Least Competent Criminals
(1) Two teenagers were arrested in March and charged with highway shooting sprees near Waynesboro and Charlottesville,
Va., that shut down Interstate 64 for six hours. Surveillance video
showed that the perps got away in a 1974 AMC Gremlin, and the only one
in the area belongs to one of the suspects.
(2) Three men were
arrested in New Orleans in February and charged with possession of
almost 2 pounds of marijuana after police were called to the scene of a
car on fire. Police said the fire started when the men stashed their
dope under the hood and it overheated.
Recurring Themes:
(1) Mr. Cash Burch, 24, was arrested in Waterloo, Iowa, in April after he broke into a truck and tried to start it, but instead triggered a theft-prevention device that locked the doors, trapping him inside, where he was waiting when police arrived.
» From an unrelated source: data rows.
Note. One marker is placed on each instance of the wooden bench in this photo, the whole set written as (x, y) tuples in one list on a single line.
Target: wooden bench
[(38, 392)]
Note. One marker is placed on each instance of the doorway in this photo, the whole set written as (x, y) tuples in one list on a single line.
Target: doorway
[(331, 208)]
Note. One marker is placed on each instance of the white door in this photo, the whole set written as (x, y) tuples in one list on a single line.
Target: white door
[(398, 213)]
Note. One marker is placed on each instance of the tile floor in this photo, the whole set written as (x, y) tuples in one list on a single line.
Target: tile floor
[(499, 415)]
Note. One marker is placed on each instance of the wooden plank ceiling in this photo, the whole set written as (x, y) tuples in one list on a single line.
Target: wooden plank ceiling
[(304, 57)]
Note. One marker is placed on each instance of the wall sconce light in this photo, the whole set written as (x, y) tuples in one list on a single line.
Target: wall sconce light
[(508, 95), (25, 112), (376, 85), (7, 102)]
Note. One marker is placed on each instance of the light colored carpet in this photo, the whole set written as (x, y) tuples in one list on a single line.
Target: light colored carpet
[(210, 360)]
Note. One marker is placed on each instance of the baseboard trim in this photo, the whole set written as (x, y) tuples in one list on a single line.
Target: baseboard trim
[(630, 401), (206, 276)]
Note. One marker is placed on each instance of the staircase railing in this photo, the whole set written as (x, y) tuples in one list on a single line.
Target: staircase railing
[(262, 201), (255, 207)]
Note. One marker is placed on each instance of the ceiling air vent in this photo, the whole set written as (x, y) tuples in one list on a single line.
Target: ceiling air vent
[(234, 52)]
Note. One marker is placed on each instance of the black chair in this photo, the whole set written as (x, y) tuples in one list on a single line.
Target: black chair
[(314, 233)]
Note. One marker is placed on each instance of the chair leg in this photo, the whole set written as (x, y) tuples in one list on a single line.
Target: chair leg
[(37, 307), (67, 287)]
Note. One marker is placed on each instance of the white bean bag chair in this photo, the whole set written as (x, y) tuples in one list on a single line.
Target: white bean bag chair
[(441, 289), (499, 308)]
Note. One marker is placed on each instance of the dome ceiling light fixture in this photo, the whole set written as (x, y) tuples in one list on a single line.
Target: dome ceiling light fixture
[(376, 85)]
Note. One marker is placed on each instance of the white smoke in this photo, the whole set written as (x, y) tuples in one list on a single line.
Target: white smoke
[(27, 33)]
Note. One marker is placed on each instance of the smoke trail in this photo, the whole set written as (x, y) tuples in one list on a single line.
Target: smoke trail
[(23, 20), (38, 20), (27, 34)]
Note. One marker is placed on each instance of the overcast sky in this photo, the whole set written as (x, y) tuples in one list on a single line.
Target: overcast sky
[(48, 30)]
(2) Justin MacGilfrey, 19, was arrested in February for the attempted robbery of a Circle K convenience store in Daytona Beach, Fla. The clerk chased him from the store when he realized that MacGilfrey’s only “weapon” was a pretend gun he made using his finger and thumb.
The Aristocrats!
(1)
San Diego City Council candidate John Hartley said he would stay in the
race despite his March arrest and no-contest plea after two women said
they saw him parked in front of their house one evening masturbating
into a cup. (Hartley denied masturbating, but said it had been
a long day of campaigning and that, as he later wrote in a mailing, he
“had to take a leak.”)
(2) Officials at Vicente Sotto Memorial Medical Center in Cebu City, Philippines, apologized in April on behalf of at least six doctors and other personnel for laughing during surgery (and making a video that was later uploaded to YouTube) while removing a perfume canister from the anus of a male patient.